In most studies, if histological analysis was performed on tumor tissue slices, the analysis was done on the upward-facing surface of the slice (i.e., the air-interface of the filter supported slices). In order to assess the accuracy of the optimized tissue slice protocol to capture and maintain tumor heterogeneity more broadly, biomarker expression was examined also across the depth of the tissue slice. To this end, tumor slices were embedded horizontally to be sectioned from the air-interface towards the filter side, or vertically and sectioned to incorporate filter- to air-side within one FFPE section (Fig. 10). Horizontal sectioning of lung GEMM tissue slices revealed that viability of the sections decreased with the distance to the air-side (Fig. 10a). Also AR expression in a prostate PDX model decreased in sections closer to the filter support (Fig. 10b). When sectioned vertically, the analysis confirmed a bias in the expression of key biomarkers within each tissue slice with a propensity for viability markers to be found closer to the air-interface, while stress biomarkers (such as HIF1α) were found at the filter-interface (Fig. 10c–e). This led us to conclude and advise that a cross-section through the tissue slice (preferably by vertically embedding) should be examined to allow proper evaluation of tissue slice quality and to assess changes in biomarker expression.

Figure 10: Loco-regional changes in IHC biomarkers in tumor slices cultivated under optimal conditions (filter support, atmospheric oxygen).
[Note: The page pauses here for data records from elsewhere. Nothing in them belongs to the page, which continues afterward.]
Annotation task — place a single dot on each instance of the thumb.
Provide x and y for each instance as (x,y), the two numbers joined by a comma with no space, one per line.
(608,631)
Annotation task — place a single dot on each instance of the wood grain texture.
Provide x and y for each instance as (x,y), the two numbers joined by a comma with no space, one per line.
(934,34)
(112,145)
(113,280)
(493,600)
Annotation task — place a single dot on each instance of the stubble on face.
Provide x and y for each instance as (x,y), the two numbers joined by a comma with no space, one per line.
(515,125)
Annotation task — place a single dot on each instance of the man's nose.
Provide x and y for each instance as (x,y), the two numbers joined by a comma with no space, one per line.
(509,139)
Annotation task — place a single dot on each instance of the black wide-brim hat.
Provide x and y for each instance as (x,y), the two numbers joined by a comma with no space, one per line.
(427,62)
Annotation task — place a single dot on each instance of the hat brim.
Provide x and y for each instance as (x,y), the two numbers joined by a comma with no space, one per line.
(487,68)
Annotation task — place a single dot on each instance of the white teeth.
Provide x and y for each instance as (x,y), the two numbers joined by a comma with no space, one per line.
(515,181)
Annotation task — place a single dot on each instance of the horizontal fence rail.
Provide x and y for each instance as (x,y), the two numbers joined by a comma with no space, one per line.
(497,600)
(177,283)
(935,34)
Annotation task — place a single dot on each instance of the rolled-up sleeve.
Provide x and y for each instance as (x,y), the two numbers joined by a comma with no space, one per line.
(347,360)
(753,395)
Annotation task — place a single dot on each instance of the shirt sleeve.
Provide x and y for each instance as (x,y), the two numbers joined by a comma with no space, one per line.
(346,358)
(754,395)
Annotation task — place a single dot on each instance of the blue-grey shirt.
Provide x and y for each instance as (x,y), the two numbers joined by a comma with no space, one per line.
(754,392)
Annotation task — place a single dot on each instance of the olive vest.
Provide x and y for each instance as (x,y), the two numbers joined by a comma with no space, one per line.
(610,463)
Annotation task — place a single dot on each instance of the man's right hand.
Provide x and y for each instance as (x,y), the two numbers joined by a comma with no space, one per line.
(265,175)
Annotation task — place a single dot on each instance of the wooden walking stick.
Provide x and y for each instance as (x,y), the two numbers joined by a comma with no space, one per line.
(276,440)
(a) Lung GEMM tumor slices, horizontally embedded, were found to contain large areas of necrosis at the filter interface of the slice. Scale bars represent 1,000 μm. (b) AR staining revealed that AR positive cells were in abundance at the air interface in prostate PDX tumor slices and were greatly reduced at the filter interface. Scale bars represent 1,250 μm. (c) H&E stained sections of vertically embedded MCF7 CDX tumor tissue slices. Images show differences in tissue morphology dependent on their proximity to the air interface of the slice. (i) Arrows: Areas of necrosis; arrowheads, vacuolated regions (ii) Arrow: Mitotic figure. (d) H&E stained section of vertically embedded H1437 CDX tumor slice, showing similar morphology to that observed in MCF7 tumor slices. (e) Immunohistochemical staining of HIF1α in MCF7 tumor slices showed an accumulation of nuclear protein at the filter interface of the slice, and immunohistochemical staining of ER, which showed a reduction in staining at the filter interface. Unless specified, all scale bars represent 100 μm. Taken from ref. 9.

Overall, the findings of these validation approaches suggest that oxygen levels and access to oxygen appear to the main contributory factors to cell viability upon culture of tissue slices. This is likely reflecting the fact that the majority of xenografted or GEMM tumors exhibit a proficient oxygen supply, through extensive and often immature vasculature, which is lost upon excision from the murine host.

Usage Notes

The use, advantages and disadvantages of the 2D/3D models and tissue slices have been discussed elsewhere^5,9. Table 6 is, therefore, focused on a comparison of tissue slices and 2D/3D models.

Table 6 Comparison of 2D/3D models with tissue slices.

However, all models described in this report are subject to changes and improvements, so our current assessment may change over time.